If the user balks at these different options, or they don't work out for other reasons, you can always take more aggressive actions then. Why choose to throttle back, punish, or fire your customer before it's absolutely necessary to do so? Fifth, network operators should make sure that even the most abusive subscribers don't suddenly get hit with big bills when they go over their bandwidth limits. Avoid sticker shock, and potentially very nasty press, by clearly setting modest ceilings on overage fees, establishing, say, a $25 or $50 monthly cap.That's what Rogers has been doing successfully in Ontario for the past year and a half. The large Canadian MSO caps overage fees at $25 a month for all five of its broadband tiers, no matter how much users may exceed their allotted bandwidth limits. Largely as a result, it hasn't run into huge public outcries when it has had to charge subscribers for going over their limits. Bad press is a particular concern in smaller metro markets, where local newspapers, radio stations, and TV outlets often have wide play and heavy influence. So avoid unnecessary public relations trouble by steering away from those unexpected $500 or $1,000 bills.

Sixth, network operators should set their bandwidth management policies on a local, market-by-market basis. A consumption cap that works in one region with relatively light bandwidth use might not work in another region with much heavier broadband use. It's important to tailor your policies so that you never capture more than 5 percent or so of your customers as abusive users. Seventh, don't set your bandwidth management policies and consumption caps in stone. Rather, let both traffic policies and usage caps evolve over time to meet customers' changing needs. What was considered heavy broadband traffic five years ago would be considered a mere pittance today, thanks in no small part to the explosion in music and video downloads. With similar forces at work today, the same will likely be true five years from now. So be prepared to keep shifting your bandwidth limits higher to reflect the market.
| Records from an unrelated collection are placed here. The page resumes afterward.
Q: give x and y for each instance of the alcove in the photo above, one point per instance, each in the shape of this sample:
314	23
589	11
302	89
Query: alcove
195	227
In other words, there's simply no substitute for detailed knowledge of your broadband customers and markets. There's also no substitute for clear, timely communication to your subscribers. And there's no substitute for constantly educating users about their bandwidth usage, your traffic management policies, and their options.

Finally, there's no substitute for careful consideration and patience. Don't assume your excessive broadband users genuinely mean to be bandwidth abusers or can't be turned into profitable customers with a little coaxing. Before you move to fire them, make sure they truly should be fired.

Doug Johnson is vice president of product management for operational support system company Integrated Broadband Services (www.ibbs.com).